Ratu Laras Sumanding atau Nyi Ong Tien memang ada orangnya, karena jelas ada makamnya yang terdapat di Kompleks Pemakaman Gunung Sembung Cirebon. Tercatat nama lengkap kelahirannya Tan Hong Tien Nio (陈凤珍娘), walaupun ada yang mencatat sebagai Lie Ong Tien (李凤珍), tetapi bukan bermarga Ong (王) yang sering disalahkan karena juga disebut Ong Tien Nio. Entah Nyi Ong Tien bermarga Tionghoa atau apa, pastinya bukan keturunan Kaisar Ming Hong Gie (Hongxi 明洪熙) Zhu Gao Zhi (朱高炽) yang bermarga Zhu dan hidup dari tahun 1378 sampai 1425. Maharaja tersebut hanya setahun saja menggantikan Yongle Zhu Di ditahta, sudah wafat jauh sebelum kelahiran Nyi Ong Tien. Begitupun, Sunan Gunung Jati atau Syeikh Syarif Hidayatullah tidak mungkin pernah menemuinya di Cina, Tionghoa Ming (大明).

Sewaktu Syeikh Syarif dilahirkan di Kairo pada tahun 1448, Armada Ming pimpinan Cheng Ho sudah bubar 10 tahun dan perairan Tiongkok sudah disegel tertutup untuk pelayaran masuk keluar, lagi pula setelah penggusuran masal Muslim Tionghoa yang berturut-turut dari Teluk Zaitun, Quanzhou Hokkian dan Dali, Kunming Yunnan lebih dari seratus tahun sebelumnya, pusat Muslim Tionghoa sudah bergeser dari Tiongkok ke Indrapura (sekarang Da Nang) di Negeri Champa yang terletak dipertengahan Vietnam. Maka bukanlah ke China Tionghoa Ming yang Syeikh Syarif tuju, semestinya hanya ke Indrapura, Champa yang pada waktu itu memang adalah negeri bagian Tiongkok. Dari sana juga ada kedatangan putri-putri dari Cina seperti Ibundanya Raden Patah, Nyai Campa selir Brae Vijaya V, maupun Sunan Ampel dan lainnya yang dari Negeri Cina diabad 15.

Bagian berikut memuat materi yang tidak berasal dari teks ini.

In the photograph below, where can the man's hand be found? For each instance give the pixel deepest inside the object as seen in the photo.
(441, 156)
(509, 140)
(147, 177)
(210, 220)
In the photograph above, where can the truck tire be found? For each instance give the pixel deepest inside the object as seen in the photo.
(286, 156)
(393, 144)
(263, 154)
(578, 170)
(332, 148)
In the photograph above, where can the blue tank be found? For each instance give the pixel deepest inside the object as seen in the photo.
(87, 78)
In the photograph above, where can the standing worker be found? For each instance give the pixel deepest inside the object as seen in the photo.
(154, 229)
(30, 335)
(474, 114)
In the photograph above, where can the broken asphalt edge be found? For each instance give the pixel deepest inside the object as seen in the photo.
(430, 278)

Cerita pertemuan pertama antara Nyi Ong Tien dan Syeikh Syarif Hidayatullah itu sebagai fakta atau fiksi masih perlu banyak dikaji.

Salah satunya di ceritakan, Di masa Sunan Gunung Jati masih hidup, Areal Pemakaman Gunung Jati, dahulunya merupakan pusat pemerintahan Kerajaan Cirebon selain Keraton, di gunung itulah para petinggi Kerajaan Cirebon merapatkan hal-hal penting tentang negara, dan agama. Ditempat itu pula dahulu terdapat masjid dan Dalem Pura (Istana). Berubahnya fungsi Gunung Jati yang semula menjadi pusat pemerintahan terjadi selepas kedatangan Putri Ong Tien, yaitu tepat setelah Satu tahun lebih dua puluh lima hari kedatangannya dari Negeri Cina.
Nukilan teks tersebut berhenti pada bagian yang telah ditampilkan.